GEOMETRIC DISEASE. Geometric disease, also referred to as ventricular disease, is mitral regurgitation originating within the left ventricle. In geometric mitral disease, the left ventricle has dilated so much that the mitral annulus has stretched and the mitral valve leaflets can no longer coapt (ie, come together).

Geometric disease can be ischemic or nonischemic in origin. The most common form of ischemic heart failure is myocardial infarction. In the presence of coronary artery disease, narrowing or obstruction of an artery causes decreased myocardial perfusion. (3) Occlusion of the artery can be caused by platelet aggregation, thrombotic embolism, dislodged calcium plaque, or coronary artery spasm. This ischemia leads to necrosis of the myocardial tissue. Persistent necrosis interferes with myocardial function and eventually can produce large areas of akinetic tissue (ie, tissue that has lost the ability to move). (3)

There are many causes of nonischemic heart disease, but the heart's decreased ability to pump effectively ultimately results in cardiomyopathy. Some causes of nonischemic heart disease are hypertension and infections such as endocarditis. (3)

The most common cause of geometric disease is dilated cardiomyopathy. In geometric mitral disease, the valve and subvalvular apparatus are all normal. The problem is within the ventricle, which has become dilated to the extent that the normal function of the valve is disrupted.

VALVULAR DISEASE. Valvular mitral disease is a process in which the leaflets and/or the annulus have become calcified and stiff or fused. In addition to calcification, valvular disease also may include chordal shortening, which may lead to mitral stenosis or regurgitation. In the United States, valvular disease most commonly is caused by rheumatic endocarditis. (4) Whatever the etiology, most patients will have some degree of dilation in the mitral annulus that must be repaired. (5)

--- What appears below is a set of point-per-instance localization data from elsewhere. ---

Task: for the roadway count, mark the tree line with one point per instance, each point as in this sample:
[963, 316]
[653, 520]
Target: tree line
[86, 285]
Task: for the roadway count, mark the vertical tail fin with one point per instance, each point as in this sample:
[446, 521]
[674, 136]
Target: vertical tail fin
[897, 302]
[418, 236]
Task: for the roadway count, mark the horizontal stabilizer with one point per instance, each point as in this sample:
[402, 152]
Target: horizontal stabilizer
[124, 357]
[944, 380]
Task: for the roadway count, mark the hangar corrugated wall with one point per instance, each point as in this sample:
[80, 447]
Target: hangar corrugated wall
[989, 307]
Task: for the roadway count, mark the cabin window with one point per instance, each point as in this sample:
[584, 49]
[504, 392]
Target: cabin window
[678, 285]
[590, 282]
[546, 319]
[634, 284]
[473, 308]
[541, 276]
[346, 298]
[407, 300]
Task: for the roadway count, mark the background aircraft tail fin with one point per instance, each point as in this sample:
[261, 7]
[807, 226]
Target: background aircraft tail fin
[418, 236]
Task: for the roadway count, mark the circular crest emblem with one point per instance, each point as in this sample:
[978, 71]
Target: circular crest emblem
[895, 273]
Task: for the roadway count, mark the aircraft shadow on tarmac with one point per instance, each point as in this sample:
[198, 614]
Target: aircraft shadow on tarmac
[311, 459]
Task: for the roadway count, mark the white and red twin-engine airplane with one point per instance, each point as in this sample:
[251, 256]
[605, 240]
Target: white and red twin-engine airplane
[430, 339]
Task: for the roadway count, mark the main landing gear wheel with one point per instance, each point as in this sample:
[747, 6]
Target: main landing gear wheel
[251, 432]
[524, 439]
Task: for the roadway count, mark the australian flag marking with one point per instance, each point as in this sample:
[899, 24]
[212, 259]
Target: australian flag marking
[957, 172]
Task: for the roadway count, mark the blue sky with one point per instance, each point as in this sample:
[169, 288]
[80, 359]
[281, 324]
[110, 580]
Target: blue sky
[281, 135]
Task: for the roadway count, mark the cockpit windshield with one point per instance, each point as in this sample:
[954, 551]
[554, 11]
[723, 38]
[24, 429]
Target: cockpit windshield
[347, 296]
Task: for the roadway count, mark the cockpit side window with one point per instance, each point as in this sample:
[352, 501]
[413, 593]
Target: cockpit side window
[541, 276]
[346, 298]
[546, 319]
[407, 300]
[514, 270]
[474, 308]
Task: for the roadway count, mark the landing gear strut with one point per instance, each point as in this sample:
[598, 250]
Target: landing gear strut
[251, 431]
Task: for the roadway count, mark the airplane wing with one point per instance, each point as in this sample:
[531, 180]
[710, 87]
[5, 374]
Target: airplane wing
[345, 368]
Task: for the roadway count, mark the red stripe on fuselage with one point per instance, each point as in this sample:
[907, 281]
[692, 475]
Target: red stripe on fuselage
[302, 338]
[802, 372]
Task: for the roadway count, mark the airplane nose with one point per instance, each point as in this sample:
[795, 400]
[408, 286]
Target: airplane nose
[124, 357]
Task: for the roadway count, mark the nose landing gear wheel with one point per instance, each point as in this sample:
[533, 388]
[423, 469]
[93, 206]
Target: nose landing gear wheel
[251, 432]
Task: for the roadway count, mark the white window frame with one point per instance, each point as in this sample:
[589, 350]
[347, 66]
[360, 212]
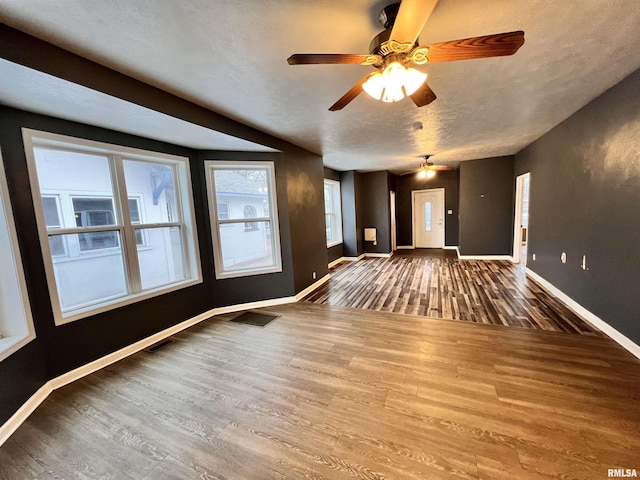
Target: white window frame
[211, 166]
[117, 155]
[16, 330]
[336, 211]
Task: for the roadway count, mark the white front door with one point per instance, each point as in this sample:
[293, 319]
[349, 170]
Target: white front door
[428, 218]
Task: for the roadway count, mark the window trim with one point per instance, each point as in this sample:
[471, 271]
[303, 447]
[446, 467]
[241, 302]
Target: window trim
[11, 343]
[336, 201]
[119, 153]
[210, 167]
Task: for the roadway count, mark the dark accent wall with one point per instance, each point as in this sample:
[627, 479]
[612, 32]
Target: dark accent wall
[305, 189]
[72, 345]
[336, 251]
[405, 184]
[486, 206]
[57, 350]
[584, 200]
[376, 211]
[351, 246]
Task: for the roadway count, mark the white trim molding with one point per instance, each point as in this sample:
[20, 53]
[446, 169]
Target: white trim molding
[11, 425]
[299, 296]
[586, 315]
[484, 257]
[336, 262]
[379, 255]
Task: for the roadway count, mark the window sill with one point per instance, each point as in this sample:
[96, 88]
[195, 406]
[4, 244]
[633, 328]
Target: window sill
[247, 273]
[9, 345]
[96, 308]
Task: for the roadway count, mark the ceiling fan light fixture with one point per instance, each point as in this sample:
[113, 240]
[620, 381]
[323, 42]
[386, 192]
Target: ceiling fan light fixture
[374, 86]
[394, 83]
[413, 80]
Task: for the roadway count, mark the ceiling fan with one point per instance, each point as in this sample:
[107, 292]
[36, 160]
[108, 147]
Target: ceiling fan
[428, 169]
[396, 47]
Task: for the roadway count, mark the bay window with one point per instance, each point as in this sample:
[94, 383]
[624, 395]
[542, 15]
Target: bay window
[116, 224]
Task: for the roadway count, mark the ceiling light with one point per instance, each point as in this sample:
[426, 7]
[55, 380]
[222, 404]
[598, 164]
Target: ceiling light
[394, 83]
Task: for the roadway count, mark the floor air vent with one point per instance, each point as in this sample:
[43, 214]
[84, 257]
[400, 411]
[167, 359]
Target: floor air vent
[158, 346]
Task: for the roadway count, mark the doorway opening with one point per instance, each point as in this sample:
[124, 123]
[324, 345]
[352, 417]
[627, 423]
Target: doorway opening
[392, 210]
[521, 219]
[428, 218]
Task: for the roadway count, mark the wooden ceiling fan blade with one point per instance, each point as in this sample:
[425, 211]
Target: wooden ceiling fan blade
[441, 168]
[423, 96]
[350, 95]
[497, 45]
[412, 16]
[333, 59]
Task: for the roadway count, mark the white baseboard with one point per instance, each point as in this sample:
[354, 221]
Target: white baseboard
[11, 425]
[23, 412]
[336, 261]
[485, 257]
[586, 315]
[299, 296]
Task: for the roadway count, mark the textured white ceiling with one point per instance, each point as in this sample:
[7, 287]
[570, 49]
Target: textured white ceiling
[230, 56]
[35, 91]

MITRAL VALVE ANATOMY AND PHYSIOLOGY

The bicuspid (ie, two leaflet) mitral valve is located between the left ventricle and left atrium. The valvular complex consists of the annulus, leaflets, chordae tendineae, and papillary muscles (Figure 1), and in a sense, the left ventricle is the mitral valve. The annulus, a fibrous band of tissue from which the leaflets originate, is considered the "hinge line" of the valve leaflets. (6) Continuing out from the annulus, the two leaflets (ie, anterior and posterior) are pale yellow, thin, fibroelastic membranes whose anterior surfaces are relatively smooth. The posterior or ventricular surfaces are slightly irregular because of the attachments to the chordae tendineae.

[FIGURE 1 OMITTED]

The anterior leaflet is also known as the anteromedial, septal, or aortic leaflet. (4) The posterior leaflet, also known as the mural leaflet, is further divided into three cusps commonly known as P1, P2, and P3. The three posterior cusps do not have separate functions; they have been named purely for ease of describing mitral valve anatomy and locations of regurgitation jets (ie, flashes of backward blood flow).